Embora o investimento na experiência saia caro — o acesso a Kotiharjun Sauna custa 15 euros (R$ 76,5) —, o barato é esquentar o corpo na temperatura mais elevada possível, tomar uma ducha fria para limpar o suor e dirigir-se ao ar livre para uma interação no meio da rua com conhecidos e anônimos. Recomenda-se seguir a liturgia. Os finlandeses tratam esse momento como ambiente para convivência e até mesmo o fechamento de negócios. Portanto, não ouse viver a sua experiência em seu mundinho e sair correndo como se os outros fossem invisíveis.
As saunas mais sofisticadas, destinadas, principalmente, aos turistas, oferecem mergulhos nas águas gélidas do Mar Báltico ou em piscinas com baixíssimas temperaturas a fim de tornar o passeio um pouco mais divertido. Consequentemente, cobram mais do seu bolso.
Os adeptos da Kotiharjun Sauna procuram tradição. Afinal, é a única a lenha remanescente em Helsinque. O marketing do estabelecimento reforça: "Apenas saunas a lenha permitem que você aproveite o calor suave da experiência". Na recepção, é possível pagar em dinheiro ou cartão. Esqueceu de levar toalha? É possível incluir a locação no combo. O vestiário tem armários com chaves vinculados a pulseiras. Basta acomodar os pertences e imergir em um calor infernal.
Embora tenha sido construída em 1928, a Kotiharjun é flexível. Em geral, o acesso às saunas na Finlândia é sem roupa. Peladão mesmo, sob rígido respeito. Quem não curte a exposição pode usar traje de banho. Há separação por gênero. Um acesso exclusivo para mulheres e outro destinado aos homens. Não há zona mista. Nessa experiência, os casais precisam se separar.
Os usuários se sentam em arquibancadas de madeira em cima de toalhas. Quem fica nos degraus mais altos da bancada sente mais calor. A opção para quem tem aversão a transpirar é procurar os bancos mais baixos. Alguns batem papo numa boa. Outros preferem sentir a vibe e tratam a experiência como um momento "zen", uma espécie de purificação da alma e do corpo dos perrengues cotidianos. Há um entra e sai rumo às duchas de água fria e o retorno para sentir a sensação do choque térmico antes do desfecho do passeio: o momento social ao ar livre na porta da loja enrolado na toalha.
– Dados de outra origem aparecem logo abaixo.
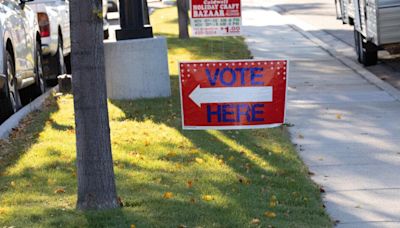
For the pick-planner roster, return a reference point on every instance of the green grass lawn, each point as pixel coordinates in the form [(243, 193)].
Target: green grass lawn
[(166, 177)]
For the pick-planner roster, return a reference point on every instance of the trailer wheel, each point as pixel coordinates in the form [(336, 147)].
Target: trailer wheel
[(367, 52)]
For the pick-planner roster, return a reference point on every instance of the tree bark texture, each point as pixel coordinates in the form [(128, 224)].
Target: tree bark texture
[(96, 182), (183, 18)]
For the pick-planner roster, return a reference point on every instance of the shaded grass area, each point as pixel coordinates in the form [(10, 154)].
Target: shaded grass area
[(166, 177)]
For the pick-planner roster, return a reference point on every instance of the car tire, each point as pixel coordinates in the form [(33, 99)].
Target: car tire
[(10, 102), (62, 68), (40, 85), (367, 52)]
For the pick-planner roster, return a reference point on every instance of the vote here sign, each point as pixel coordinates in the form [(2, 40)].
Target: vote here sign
[(215, 17), (233, 94)]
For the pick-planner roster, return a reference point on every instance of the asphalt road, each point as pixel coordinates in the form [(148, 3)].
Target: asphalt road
[(322, 15)]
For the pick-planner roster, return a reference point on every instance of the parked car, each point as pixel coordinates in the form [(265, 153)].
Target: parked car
[(54, 24), (376, 26), (106, 25), (21, 54)]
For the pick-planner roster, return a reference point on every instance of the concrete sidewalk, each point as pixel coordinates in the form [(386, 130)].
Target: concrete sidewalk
[(346, 128)]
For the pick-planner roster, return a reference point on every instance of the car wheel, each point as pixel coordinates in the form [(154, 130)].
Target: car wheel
[(40, 86), (62, 68), (12, 103)]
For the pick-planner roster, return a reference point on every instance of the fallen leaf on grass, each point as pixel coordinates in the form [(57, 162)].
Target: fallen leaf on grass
[(243, 179), (59, 191), (168, 195), (208, 198), (270, 214), (273, 201), (255, 221)]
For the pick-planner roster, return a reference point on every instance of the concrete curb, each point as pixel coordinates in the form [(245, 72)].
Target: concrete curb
[(13, 121), (298, 25)]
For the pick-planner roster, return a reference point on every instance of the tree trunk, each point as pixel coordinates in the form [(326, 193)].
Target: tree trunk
[(96, 184), (183, 18)]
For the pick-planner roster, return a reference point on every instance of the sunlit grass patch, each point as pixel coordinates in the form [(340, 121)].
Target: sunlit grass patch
[(166, 177)]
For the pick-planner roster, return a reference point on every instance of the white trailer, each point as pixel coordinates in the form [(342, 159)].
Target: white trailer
[(376, 26)]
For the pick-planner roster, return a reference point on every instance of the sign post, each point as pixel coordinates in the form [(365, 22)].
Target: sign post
[(215, 17), (233, 94)]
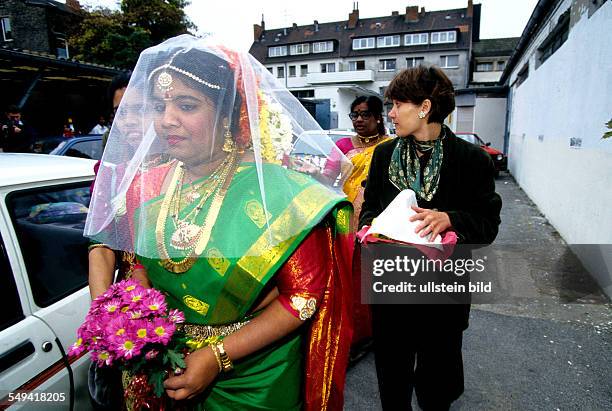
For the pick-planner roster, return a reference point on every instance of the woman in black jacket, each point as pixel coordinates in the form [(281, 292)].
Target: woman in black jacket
[(454, 182)]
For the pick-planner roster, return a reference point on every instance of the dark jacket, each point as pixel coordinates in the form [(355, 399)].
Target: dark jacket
[(466, 190)]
Kotiharjun mantém a arquitetura original do início do século passado. Recebe desde frequentadores do bairro, com traços medievais, a estudantes e professores universitários das proximidades. Há pacotes para despedida de solteiro. Em comum, todos vão ali em busca de relaxamento. Literalmente baixam a pressão antes de uma noite de sono angelical.
Cultura
Há várias provas de que a Finlândia é a Disneylândia das saunas. Por exemplo: o tíquete para um passeio na roda gigante da Finnair, em frente à Praça do Mercado, oferece opção de uma sauna instalada em uma das cabines do cartão-postal de Helsinque. Os finlandeses frequentam as saunas ao menos uma vez por semana.
É comum casas e condomínios com saunas. Empresas também. Autoridades, como o presidente e o primeiro-ministro, desfrutam de saunas oficiais. Reuniões são marcadas nesses locais. As missões diplomáticas no exterior também costumam demandar saunas.
A finalidade terapêutica não é descartada. Muitos as chamam de "farmácia dos pobres". Pesquisas indicam que frequentar uma delas melhora o sistema imunológico e a circulação, com diminuição da exposição a resfriados e a doenças cardíacas, além de redução dos níveis de hormônios associados ao estresse, como cortisol. Por outro lado, aumenta os níveis de endorfinas e outros hormônios responsáveis pela sensação de bem-estar.